Objectives Widespread clinical use of MRI radiomic tumor profiling for prognostication and treatment planning in cancers faces major obstacles due to limitations in standardization of radiomic features. The purpose of the current work was to assess the impact of different MRI scanning- and normalization protocols for the statistical analyses of tumor radiomic data in two patient cohorts with uterine endometrial- (EC) (n = 136) and cervical (CC) (n = 132) cancer. Material and methods 1.5 T and 3 T, T1-weighted MRI 2 minutes post-contrast injection, T2-weighted turbo spin echo imaging, and diffusion-weighted imaging were acquired. Radiomic features were extracted from within manually segmented tumors in 3D and normalized either using z-score normalization or a linear regression model (LRM) accounting for linear dependencies with MRI acquisition parameters. Patient clustering into two groups based on radiomic profile. Impact of MRI scanning parameters on cluster composition and prognostication by cluster groups were analyzed using Kruskal-Wallis tests, Kaplan-Meier plots, log-rank test and random survival forest time-dependent area under curve (tdAUC) (α = 0.05). Results A large proportion of the radiomic features was statistically associated with MRI scanning protocol in both cohorts (EC: 162/385 [42%]; CC: 180/292 [62%]). A substantial number of EC (49/136 [36%]) and CC (50/132 [38%]) patients changed cluster when clustering was performed after z-score- versus LRM normalization. Prognostic modeling based on cluster groups yielded similar outputs for the two normalization methods in the EC/CC cohorts (log-rank test; z-score: p = 0.02/0.33; LRM: p = 0.01/0.45).
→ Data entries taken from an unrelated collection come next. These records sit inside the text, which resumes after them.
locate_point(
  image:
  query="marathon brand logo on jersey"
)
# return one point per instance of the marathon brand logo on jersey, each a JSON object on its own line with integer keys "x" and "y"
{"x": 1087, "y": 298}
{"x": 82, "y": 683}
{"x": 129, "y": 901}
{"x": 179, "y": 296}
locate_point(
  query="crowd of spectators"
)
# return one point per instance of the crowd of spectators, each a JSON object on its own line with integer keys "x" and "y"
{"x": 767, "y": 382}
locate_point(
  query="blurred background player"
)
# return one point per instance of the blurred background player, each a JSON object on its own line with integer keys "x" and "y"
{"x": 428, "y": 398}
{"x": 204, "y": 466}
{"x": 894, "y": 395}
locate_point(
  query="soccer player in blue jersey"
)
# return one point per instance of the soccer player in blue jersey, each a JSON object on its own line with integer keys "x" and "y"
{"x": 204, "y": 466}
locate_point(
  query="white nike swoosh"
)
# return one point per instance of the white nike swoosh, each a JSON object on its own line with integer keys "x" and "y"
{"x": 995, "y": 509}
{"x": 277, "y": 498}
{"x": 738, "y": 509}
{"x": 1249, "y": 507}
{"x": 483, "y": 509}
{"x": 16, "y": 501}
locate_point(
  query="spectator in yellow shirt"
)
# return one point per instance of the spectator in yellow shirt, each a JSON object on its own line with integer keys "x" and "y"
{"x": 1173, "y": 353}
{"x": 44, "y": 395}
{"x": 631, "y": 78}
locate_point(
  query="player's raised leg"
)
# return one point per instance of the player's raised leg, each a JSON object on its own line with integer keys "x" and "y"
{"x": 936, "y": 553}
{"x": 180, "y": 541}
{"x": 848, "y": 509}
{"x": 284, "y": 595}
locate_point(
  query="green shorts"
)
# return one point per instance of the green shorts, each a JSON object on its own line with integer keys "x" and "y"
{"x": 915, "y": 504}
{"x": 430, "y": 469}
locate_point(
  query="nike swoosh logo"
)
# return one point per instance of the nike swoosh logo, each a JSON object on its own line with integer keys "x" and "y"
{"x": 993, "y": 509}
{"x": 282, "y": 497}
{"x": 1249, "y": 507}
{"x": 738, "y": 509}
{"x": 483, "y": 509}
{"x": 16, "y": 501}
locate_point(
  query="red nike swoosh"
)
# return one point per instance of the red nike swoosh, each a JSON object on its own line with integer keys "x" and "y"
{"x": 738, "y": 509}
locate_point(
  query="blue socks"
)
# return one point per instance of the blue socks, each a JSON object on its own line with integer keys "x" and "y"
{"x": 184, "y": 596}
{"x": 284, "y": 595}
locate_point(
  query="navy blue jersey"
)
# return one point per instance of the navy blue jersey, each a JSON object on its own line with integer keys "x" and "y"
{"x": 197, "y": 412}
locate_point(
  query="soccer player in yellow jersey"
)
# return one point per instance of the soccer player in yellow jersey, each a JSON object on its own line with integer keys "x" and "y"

Mean tdAUC for prognostic modeling of disease-specific survival (DSS) by the radiomic features in EC/CC was similar for the two normalization methods (random survival forest; z-score: mean tdAUC = 0.77/0.78; LRM: mean tdAUC = 0.80/0.75). Conclusions Severe biases in tumor radiomics data due to MRI scanning parameters exist. Z-score normalization does not eliminate these biases, whereas LRM normalization effectively does. Still, radiomic cluster groups after z-score- and LRM normalization were associated with similar DSS in EC and CC patients.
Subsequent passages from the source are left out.